2
Yorum
5
Beğeni
5,0
Puan
1379
Okunma
dudakları soğuk kâselerde hatıralarımı yutkundum
ellerimle işlediğim her yapıtı kalbim devirdi.
oysa,
kalbime el verenlerin izi hiç silinmedi.
silmediler de.
ceplerimin deliğinden sızan dünya ağrısı
içtiğim acıyı tazeledi yenisine eskiydim,eskisine beter.
saçlarıma inen karlar yeterlidir ağarıp ağarıp döküldüğüme şahitlik.
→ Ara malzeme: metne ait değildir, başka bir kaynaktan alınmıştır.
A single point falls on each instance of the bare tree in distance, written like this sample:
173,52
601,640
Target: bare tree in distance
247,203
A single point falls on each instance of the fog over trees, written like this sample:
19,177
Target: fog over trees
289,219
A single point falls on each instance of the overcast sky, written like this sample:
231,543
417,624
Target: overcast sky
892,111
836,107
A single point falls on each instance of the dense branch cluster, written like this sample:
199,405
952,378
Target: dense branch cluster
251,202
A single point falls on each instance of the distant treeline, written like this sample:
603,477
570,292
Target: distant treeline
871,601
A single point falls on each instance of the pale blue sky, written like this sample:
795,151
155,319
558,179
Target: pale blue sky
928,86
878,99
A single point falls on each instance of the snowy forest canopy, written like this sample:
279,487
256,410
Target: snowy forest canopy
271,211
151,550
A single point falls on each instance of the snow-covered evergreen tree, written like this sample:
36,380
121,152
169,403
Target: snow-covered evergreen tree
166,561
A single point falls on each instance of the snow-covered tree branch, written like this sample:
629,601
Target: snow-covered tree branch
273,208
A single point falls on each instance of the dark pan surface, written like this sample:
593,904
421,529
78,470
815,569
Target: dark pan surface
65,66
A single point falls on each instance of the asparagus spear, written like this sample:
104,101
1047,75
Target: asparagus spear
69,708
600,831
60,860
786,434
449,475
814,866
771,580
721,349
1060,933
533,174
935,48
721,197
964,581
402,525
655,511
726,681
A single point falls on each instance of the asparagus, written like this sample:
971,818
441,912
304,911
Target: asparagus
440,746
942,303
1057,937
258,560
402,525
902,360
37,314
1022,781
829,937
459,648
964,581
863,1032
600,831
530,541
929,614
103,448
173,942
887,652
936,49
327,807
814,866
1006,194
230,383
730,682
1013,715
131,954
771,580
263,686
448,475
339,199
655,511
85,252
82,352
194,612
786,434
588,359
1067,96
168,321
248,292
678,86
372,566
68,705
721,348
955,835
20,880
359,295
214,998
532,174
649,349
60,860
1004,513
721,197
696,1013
yüzümdeki buhurlu iklimler
tuzla buzun kardeşliğine rehin tutulmuş
çözülen her damla yalnızlık yadigârı kâseme düşüyor
içiyorum iki kardeşin hilkatını
göğüne ilişik bir memhûr
masalına inanç kaybı bir resmiyet.
ürperemiyorum aşka bile
konak konak yalnızdım,yıkıldım rüzgara.
diyeyim
çölüne bitişik, ömrünün yaprakları eteklerinde
sızlayıp sararan.
II
böyle kaldım
her iklim neresinden acır biliyorum
yol aradığım
yol olduğum göçebelikten.
dilimin altında geçen ırmakların gürül gürül sesine gidiyorum artık
ey güzeller güzeli
çaput tutmamış dalım
kırılan testilerin peşinden.
konuşmayan evlerin yasında büyüdüm
o devasa,katı kalın elbiseler giyinmek zorunda kaldım hep
bir duvardan fotoğrafımı düşürdüm
say beni, şimdi herkesten düştüm.
ne kaldı bana
iğnenin sadakatine yalvartan
kimselerden
h’iç sesim çıkar mı yetişip bir kulağa döndürmek için ayaklarından.
III
gecelere yürüdüm, yürüdükçe gerilen yüzümle
bir tesbih gibi dağılarak
kara bir tepsinin bütün kenarlarını gezdim
kalbimle dursak da bir şey çıkmaz
toplansak da ayrıyız ömrümle.
asıl şimdi
herkes saysın beni.
ey herkes kendimden de düştüm..
/ yüksel batu
5.0
100% (5)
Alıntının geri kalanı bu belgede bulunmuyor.